Company Overview
AeroVironment, Inc. functions as a specialized manufacturer that designs, develops, produces, delivers, and supports a comprehensive portfolio of robotic systems and associated services for government agencies and commercial entities within the United States and international markets. Operating within the Industrials sector and specifically the Aerospace & Defense industry, the company leverages its technological expertise to create autonomous solutions that serve critical defense and security applications. The enterprise holds a market capitalization of $10.70B and generates trailing twelve-month revenue of $1.61B while employing a workforce of 1,456 individuals across its operations. These valuation and revenue figures indicate that AeroVironment is a mid-to-large cap entity with a significant installed base, suggesting a substantial scale in the niche markets of autonomous systems and space, cyber, and directed energy technologies.
Financial Health
The company reported revenue of $1.61B for the trailing twelve months, yet recorded a net income of -$224.36M and an EBITDA of $151.16M, a disparity that reveals a complex cost structure where significant operating expenses or non-operating charges are eroding profitability despite robust top-line activity. Free cash flow stands at -$304.05M, indicating that current capital expenditures and working capital requirements exceed cash generated from operations, which limits immediate financial flexibility and suggests a heavy investment phase in growth initiatives. The gross margin is 25.0%, reflecting the cost of goods sold relative to sales, while the operating margin is -5.1% and the profit margin is -13.9%, collectively indicating that the company is currently operating at a loss on an operational and net basis. Total cash on hand of $587.14M is lower than total debt of $826.01M, resulting in a debt-to-equity ratio of 19.34, which characterizes the balance sheet as leveraged rather than conservative. The current ratio is 5.51, a metric that signifies strong short-term liquidity and an ample ability to cover immediate obligations with current assets. Return on Equity is -8.7% and Return on Assets is -1.3%, metrics that reveal management is currently generating negative returns on the capital invested, a common occurrence during periods of aggressive expansion or restructuring.
Valuation Assessment
The trailing twelve-month P/E ratio is N/A due to the negative net income, whereas the forward P/E is 52.16, a divergence that implies the market expects earnings to turn positive or improve significantly in the future to justify the current price. The price-to-book ratio is 2.46, indicating that the market values the company at a premium of roughly 2.46 times its book value, suggesting confidence in the intangible assets and future growth potential of the business. Alternative valuation metrics show a price-to-sales ratio of 6.64 and an EV/EBITDA of 71.08, figures that suggest the market is pricing the stock based on high growth expectations rather than current earnings power.

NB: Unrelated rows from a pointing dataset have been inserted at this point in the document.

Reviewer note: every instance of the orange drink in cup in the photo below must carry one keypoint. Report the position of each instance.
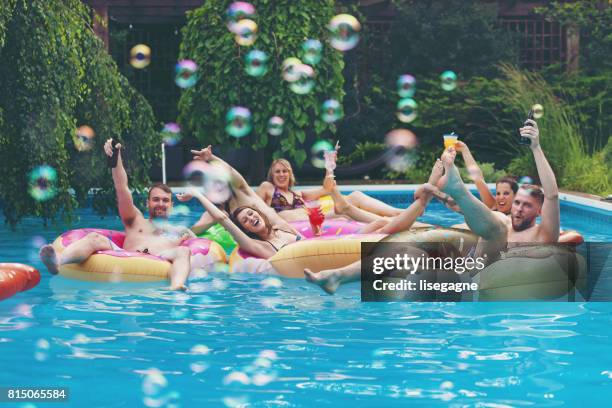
(450, 140)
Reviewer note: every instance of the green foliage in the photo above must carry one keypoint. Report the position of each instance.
(283, 26)
(560, 136)
(429, 37)
(593, 18)
(55, 77)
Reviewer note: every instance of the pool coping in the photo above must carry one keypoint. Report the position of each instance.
(568, 197)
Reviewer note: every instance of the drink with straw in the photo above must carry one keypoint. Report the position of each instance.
(315, 216)
(450, 140)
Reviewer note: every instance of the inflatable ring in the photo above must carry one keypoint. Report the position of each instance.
(16, 277)
(126, 266)
(316, 254)
(533, 272)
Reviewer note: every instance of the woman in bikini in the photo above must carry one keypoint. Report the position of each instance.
(278, 193)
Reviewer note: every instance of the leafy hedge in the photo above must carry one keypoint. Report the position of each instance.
(56, 76)
(282, 27)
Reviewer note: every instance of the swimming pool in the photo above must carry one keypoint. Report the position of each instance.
(243, 339)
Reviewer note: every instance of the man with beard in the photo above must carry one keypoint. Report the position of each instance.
(141, 235)
(529, 202)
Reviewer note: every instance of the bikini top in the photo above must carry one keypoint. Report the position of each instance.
(280, 203)
(297, 238)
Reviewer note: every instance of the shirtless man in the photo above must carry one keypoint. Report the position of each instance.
(496, 230)
(141, 235)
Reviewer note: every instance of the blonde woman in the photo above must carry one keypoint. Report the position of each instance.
(277, 191)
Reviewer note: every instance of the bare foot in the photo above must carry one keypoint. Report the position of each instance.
(48, 256)
(327, 280)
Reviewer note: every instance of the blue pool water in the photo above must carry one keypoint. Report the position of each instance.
(236, 340)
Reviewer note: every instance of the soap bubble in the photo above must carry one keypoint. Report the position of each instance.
(256, 63)
(83, 138)
(318, 153)
(289, 69)
(406, 110)
(401, 138)
(331, 111)
(246, 32)
(140, 56)
(538, 111)
(305, 79)
(213, 178)
(171, 134)
(42, 181)
(275, 125)
(448, 80)
(312, 51)
(344, 30)
(237, 11)
(41, 350)
(238, 121)
(186, 74)
(401, 143)
(406, 85)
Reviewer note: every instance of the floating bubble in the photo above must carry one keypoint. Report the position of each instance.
(237, 11)
(237, 376)
(171, 134)
(269, 354)
(213, 178)
(198, 367)
(42, 183)
(186, 73)
(275, 125)
(313, 51)
(200, 350)
(305, 79)
(401, 138)
(83, 138)
(318, 153)
(271, 283)
(256, 63)
(538, 111)
(140, 56)
(406, 86)
(331, 111)
(289, 69)
(246, 32)
(344, 30)
(406, 110)
(41, 351)
(402, 160)
(448, 80)
(238, 121)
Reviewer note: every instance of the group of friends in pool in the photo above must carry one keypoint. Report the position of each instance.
(259, 221)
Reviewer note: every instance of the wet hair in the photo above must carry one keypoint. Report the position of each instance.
(287, 165)
(534, 191)
(234, 218)
(511, 181)
(161, 186)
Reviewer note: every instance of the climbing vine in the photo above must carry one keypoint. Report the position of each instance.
(56, 75)
(282, 27)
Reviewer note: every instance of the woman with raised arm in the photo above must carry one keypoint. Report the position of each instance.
(242, 195)
(277, 191)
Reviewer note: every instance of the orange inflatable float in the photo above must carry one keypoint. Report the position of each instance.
(16, 278)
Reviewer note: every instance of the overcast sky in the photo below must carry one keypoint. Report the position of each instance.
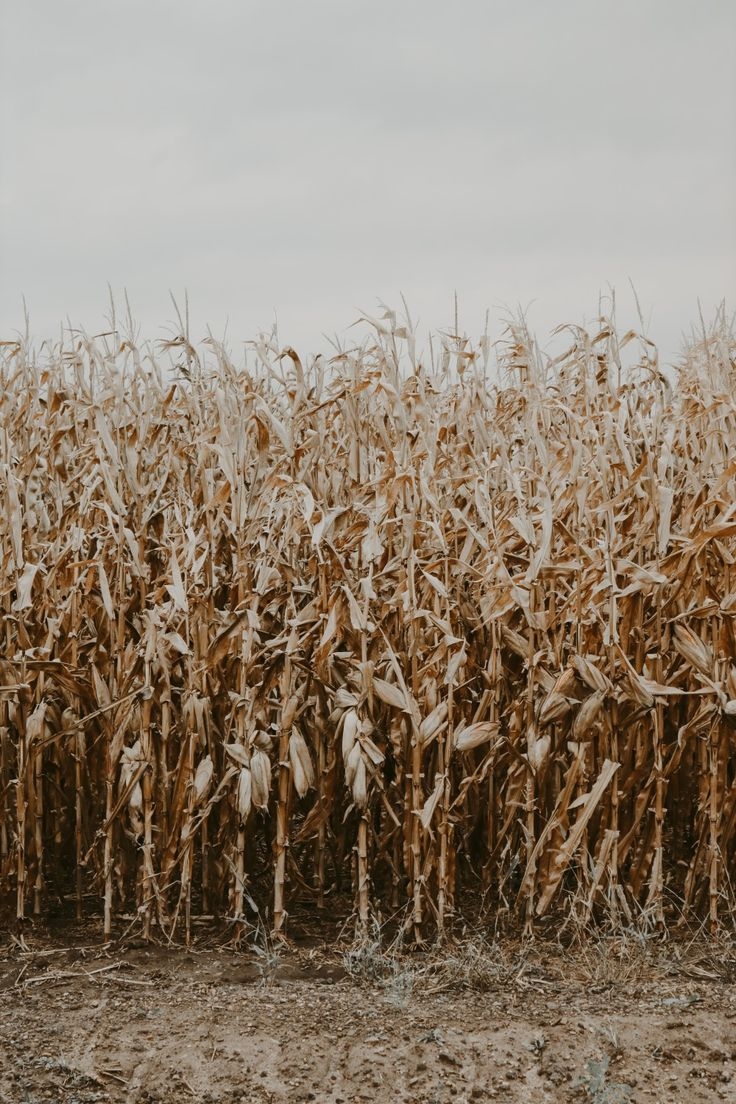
(302, 160)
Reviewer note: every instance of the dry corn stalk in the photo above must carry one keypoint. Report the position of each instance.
(518, 600)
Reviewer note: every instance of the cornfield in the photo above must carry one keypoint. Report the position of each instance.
(436, 635)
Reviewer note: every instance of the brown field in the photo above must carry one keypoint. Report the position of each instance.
(618, 1020)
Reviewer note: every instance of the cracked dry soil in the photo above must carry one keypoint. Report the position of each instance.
(150, 1026)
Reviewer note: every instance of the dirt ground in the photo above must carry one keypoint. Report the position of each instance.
(523, 1022)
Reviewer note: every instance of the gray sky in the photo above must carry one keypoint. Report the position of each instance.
(308, 159)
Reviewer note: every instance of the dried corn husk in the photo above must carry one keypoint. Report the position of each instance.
(262, 776)
(301, 764)
(244, 799)
(473, 735)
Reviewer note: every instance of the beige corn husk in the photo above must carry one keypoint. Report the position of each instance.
(360, 782)
(344, 698)
(473, 735)
(238, 754)
(539, 752)
(554, 708)
(433, 724)
(427, 811)
(694, 650)
(587, 715)
(244, 798)
(352, 762)
(301, 764)
(351, 726)
(589, 673)
(35, 723)
(203, 778)
(388, 693)
(262, 777)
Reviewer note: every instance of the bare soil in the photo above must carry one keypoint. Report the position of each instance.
(521, 1022)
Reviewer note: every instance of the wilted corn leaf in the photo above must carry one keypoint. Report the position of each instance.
(433, 724)
(203, 778)
(428, 810)
(260, 772)
(302, 771)
(473, 735)
(694, 650)
(587, 715)
(388, 693)
(351, 726)
(244, 793)
(237, 753)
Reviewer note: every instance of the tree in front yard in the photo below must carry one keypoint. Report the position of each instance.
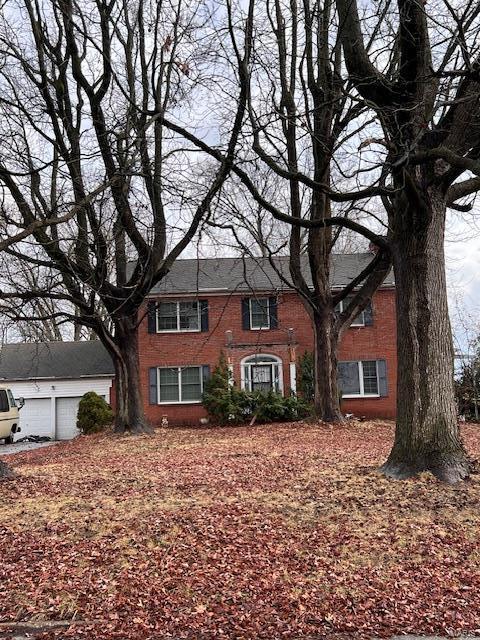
(83, 89)
(421, 80)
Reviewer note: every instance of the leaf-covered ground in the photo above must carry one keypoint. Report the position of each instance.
(278, 531)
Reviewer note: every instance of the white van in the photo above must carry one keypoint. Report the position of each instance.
(9, 415)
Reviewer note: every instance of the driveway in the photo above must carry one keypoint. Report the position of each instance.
(16, 447)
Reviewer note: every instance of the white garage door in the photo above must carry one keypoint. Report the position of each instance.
(67, 418)
(35, 418)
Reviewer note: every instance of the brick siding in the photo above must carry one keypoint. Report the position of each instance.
(203, 348)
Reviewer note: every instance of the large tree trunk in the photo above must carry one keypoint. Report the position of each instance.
(130, 412)
(326, 393)
(427, 436)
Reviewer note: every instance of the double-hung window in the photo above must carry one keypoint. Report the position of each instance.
(363, 319)
(179, 384)
(259, 313)
(178, 316)
(362, 378)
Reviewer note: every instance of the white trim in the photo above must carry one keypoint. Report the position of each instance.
(293, 377)
(178, 330)
(179, 382)
(252, 328)
(244, 364)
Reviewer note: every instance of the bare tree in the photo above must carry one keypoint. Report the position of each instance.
(422, 81)
(301, 119)
(78, 85)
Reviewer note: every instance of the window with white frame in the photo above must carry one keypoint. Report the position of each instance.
(360, 320)
(178, 316)
(259, 313)
(358, 378)
(262, 373)
(179, 385)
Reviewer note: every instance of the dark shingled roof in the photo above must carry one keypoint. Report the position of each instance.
(54, 360)
(246, 274)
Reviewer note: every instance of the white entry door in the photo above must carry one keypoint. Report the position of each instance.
(66, 418)
(35, 418)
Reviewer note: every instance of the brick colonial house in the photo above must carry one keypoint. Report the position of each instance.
(241, 306)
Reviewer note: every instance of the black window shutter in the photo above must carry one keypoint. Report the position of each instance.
(368, 314)
(273, 309)
(382, 377)
(152, 316)
(152, 379)
(204, 315)
(245, 314)
(205, 374)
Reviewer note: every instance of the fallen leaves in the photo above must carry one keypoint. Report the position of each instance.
(265, 532)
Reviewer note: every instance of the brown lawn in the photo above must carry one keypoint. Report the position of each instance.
(277, 531)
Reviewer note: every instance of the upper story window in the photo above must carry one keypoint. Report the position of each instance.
(177, 316)
(364, 318)
(259, 313)
(362, 378)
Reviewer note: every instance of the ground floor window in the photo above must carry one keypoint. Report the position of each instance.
(362, 378)
(180, 384)
(262, 373)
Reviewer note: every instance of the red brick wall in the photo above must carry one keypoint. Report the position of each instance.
(183, 349)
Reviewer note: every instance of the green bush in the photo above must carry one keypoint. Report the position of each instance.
(94, 414)
(226, 404)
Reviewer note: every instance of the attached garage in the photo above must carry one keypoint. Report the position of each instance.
(52, 378)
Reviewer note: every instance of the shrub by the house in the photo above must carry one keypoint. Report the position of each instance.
(94, 414)
(226, 404)
(306, 379)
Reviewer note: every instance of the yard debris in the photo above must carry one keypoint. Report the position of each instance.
(275, 531)
(33, 438)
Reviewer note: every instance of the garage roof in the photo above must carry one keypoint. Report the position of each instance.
(254, 274)
(55, 360)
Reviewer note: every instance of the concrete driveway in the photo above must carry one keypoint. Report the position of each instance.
(16, 447)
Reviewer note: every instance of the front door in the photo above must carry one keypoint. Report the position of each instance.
(262, 378)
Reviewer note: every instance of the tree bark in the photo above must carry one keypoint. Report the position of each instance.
(427, 435)
(130, 413)
(326, 394)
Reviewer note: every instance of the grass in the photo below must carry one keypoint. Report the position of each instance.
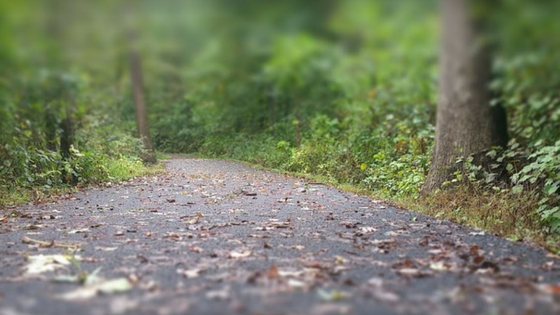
(118, 170)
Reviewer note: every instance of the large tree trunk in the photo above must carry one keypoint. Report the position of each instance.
(140, 105)
(466, 124)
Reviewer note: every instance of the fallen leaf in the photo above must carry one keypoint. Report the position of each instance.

The 52-week high is $417.86 and the 52-week low is $102.25, placing the current trading price contextually within a wide volatility range where the stock has experienced substantial movement over the past year. The beta is 1.26, which indicates that the stock price is expected to be 26% more volatile than the broader market, reflecting the higher risk profile typical of the aerospace and defense sector.
Growth & Income
Revenue growth year-over-year is 143.4%, demonstrating an explosive expansion in top-line sales, while earnings growth is N/A because the company reported a net loss, meaning earnings are not yet growing at the same pace as revenue due to the negative bottom line. As a non-dividend payer, the company does not distribute a dividend yield or maintain a payout ratio, instead choosing to reinvest all available earnings back into research, development, and production to fuel future growth. This reinvestment strategy prioritizes capital allocation toward expanding the portfolio of robotic systems over providing current income to shareholders. The overall growth and income profile is characterized by aggressive revenue expansion coupled with negative earnings and a lack of dividend distribution, presenting a high-risk, high-reward scenario dependent on future profitability turnaround.